Scientific classification
- Kingdom: Plantae
- Clade: Embryophytes
- Clade: Tracheophytes
- Clade: Angiosperms
- Clade: Eudicots
- Clade: Asterids
- Order: Lamiales
- Family: Verbenaceae
- Genus: Citharexylum
- Species: C. berlandieri
- Binomial name: Citharexylum berlandieri B.L.Rob.

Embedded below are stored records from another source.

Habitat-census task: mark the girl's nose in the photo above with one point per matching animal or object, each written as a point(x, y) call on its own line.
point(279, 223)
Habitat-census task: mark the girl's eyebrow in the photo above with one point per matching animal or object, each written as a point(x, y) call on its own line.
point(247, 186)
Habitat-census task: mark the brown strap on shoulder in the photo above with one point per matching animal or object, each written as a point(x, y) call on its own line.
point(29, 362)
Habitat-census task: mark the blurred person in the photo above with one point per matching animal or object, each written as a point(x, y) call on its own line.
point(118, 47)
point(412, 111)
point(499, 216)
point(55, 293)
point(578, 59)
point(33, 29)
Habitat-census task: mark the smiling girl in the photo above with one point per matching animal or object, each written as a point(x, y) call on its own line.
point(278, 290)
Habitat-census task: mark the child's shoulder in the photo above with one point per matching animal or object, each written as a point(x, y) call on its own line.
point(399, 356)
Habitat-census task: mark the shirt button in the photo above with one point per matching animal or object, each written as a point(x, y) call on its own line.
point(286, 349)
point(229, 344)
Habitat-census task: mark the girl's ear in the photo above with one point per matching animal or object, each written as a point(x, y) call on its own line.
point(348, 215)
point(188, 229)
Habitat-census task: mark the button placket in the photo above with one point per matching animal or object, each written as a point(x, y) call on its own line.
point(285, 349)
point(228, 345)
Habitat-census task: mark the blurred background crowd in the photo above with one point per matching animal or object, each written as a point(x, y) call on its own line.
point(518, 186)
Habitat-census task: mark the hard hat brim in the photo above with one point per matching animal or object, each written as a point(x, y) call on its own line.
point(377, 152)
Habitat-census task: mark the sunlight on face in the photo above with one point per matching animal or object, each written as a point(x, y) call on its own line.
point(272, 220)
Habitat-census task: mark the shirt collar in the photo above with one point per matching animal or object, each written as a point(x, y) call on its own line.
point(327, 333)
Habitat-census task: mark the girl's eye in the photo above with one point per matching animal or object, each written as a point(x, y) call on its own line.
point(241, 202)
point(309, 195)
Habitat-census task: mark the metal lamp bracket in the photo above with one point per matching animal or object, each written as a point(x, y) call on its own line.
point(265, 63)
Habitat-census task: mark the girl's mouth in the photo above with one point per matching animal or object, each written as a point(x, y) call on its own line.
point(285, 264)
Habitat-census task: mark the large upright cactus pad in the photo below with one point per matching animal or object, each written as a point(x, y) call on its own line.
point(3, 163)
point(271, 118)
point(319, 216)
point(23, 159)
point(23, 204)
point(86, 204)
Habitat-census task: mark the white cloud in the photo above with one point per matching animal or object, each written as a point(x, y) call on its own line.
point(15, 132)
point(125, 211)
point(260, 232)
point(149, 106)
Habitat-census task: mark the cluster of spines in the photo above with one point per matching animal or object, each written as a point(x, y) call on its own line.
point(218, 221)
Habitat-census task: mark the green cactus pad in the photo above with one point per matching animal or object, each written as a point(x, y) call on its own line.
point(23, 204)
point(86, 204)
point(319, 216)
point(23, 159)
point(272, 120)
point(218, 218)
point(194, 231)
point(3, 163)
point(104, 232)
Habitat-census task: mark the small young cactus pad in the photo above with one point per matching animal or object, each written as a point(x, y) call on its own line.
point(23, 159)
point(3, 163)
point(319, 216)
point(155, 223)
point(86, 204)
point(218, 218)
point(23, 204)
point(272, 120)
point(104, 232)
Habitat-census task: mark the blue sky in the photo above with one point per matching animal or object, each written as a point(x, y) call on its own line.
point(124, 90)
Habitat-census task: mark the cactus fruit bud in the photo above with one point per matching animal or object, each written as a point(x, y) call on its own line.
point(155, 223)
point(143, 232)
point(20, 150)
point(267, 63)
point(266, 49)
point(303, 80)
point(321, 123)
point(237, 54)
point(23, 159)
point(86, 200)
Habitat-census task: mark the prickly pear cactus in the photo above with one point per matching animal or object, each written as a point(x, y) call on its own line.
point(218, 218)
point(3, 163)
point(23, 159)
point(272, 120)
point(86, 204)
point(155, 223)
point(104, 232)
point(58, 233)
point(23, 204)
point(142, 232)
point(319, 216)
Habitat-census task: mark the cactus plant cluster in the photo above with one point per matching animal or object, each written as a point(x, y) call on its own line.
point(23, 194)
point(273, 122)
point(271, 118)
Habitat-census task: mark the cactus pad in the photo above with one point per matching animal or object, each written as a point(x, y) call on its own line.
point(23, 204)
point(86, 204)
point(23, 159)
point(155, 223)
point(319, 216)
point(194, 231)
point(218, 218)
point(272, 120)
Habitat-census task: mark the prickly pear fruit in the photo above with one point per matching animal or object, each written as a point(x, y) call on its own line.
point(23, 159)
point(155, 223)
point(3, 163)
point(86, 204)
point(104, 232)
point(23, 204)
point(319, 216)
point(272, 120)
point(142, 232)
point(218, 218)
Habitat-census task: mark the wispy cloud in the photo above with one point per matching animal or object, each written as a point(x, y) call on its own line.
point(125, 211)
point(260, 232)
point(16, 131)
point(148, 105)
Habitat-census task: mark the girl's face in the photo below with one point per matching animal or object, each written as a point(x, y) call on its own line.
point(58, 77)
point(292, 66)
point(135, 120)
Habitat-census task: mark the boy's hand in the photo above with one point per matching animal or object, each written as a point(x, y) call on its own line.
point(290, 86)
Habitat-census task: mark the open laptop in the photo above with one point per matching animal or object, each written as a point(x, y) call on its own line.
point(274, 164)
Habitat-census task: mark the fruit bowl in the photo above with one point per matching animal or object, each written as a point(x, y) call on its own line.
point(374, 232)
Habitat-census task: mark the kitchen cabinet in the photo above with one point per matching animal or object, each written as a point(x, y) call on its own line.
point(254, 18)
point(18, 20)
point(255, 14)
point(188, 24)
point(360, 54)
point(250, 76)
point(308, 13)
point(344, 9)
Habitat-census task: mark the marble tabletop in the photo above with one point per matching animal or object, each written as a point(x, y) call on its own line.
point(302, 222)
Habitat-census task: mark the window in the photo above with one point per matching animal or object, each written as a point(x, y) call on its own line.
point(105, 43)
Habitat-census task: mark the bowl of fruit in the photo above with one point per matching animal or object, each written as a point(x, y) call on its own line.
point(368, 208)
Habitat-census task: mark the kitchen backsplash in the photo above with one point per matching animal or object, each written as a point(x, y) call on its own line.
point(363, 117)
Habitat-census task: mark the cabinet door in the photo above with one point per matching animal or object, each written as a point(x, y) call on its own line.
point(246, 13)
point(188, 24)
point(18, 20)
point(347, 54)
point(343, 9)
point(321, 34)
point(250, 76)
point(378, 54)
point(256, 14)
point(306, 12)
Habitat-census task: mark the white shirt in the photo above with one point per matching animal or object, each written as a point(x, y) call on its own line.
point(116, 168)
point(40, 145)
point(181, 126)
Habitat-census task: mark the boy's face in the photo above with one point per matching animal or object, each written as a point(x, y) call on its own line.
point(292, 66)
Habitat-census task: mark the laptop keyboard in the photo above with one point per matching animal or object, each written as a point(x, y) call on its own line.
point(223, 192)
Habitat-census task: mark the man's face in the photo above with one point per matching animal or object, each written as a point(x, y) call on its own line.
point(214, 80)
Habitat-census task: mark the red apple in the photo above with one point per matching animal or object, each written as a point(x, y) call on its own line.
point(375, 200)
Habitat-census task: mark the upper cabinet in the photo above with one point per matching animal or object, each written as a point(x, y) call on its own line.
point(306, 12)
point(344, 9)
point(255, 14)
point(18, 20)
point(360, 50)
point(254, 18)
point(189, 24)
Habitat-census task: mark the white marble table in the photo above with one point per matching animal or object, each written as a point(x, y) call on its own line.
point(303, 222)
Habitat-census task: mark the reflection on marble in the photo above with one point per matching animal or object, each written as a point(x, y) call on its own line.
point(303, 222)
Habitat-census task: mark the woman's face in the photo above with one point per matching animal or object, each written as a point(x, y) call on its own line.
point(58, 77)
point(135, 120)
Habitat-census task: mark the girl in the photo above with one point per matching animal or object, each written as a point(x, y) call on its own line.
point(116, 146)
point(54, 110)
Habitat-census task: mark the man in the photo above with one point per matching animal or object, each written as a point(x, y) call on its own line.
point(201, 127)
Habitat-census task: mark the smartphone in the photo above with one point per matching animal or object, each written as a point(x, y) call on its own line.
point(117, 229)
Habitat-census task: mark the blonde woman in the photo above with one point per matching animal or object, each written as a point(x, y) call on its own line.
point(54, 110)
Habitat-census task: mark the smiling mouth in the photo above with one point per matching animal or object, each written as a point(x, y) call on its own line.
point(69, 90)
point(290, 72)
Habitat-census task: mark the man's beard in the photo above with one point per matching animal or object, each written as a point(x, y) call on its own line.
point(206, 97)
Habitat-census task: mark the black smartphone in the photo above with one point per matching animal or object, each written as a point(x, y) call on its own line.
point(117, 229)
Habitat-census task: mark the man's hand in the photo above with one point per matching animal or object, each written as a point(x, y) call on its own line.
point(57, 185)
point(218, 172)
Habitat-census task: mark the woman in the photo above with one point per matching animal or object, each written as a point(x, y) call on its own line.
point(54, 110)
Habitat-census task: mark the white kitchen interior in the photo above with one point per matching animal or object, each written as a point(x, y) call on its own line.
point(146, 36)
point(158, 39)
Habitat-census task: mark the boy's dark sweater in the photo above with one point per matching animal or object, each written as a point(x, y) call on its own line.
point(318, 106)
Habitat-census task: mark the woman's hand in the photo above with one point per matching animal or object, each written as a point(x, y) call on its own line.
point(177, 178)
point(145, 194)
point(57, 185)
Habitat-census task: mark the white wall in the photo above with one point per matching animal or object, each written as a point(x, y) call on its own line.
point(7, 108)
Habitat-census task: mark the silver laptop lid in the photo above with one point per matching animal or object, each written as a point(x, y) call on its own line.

= Citharexylum berlandieri =

- Genus: Citharexylum
- Species: berlandieri
- Authority: B.L.Rob.
- Conservation status: G4

Species of flowering plant

Citharexylum berlandieri is a species of flowering plant in the verbena family, Verbenaceae, that is native to the Lower Rio Grande Valley of Texas in the United States and Mexico as far south as Oaxaca. Common names include Tamaulipan fiddlewood, Berlandier fiddlewood, negrito fiddlewood, negrito, and orcajuela. It is a shrub or small tree, reaching a height of 6 m. The type specimen of this species was collected from the hills near Las Canoas, San Luis Potosí by Cyrus Pringle in 1890. It was described as a new species the following year by Benjamin Lincoln Robinson, who chose the specific epithet to honour French naturalist Jean-Louis Berlandier.

==Uses==
The bark of this plant is used for firewood in Mexico.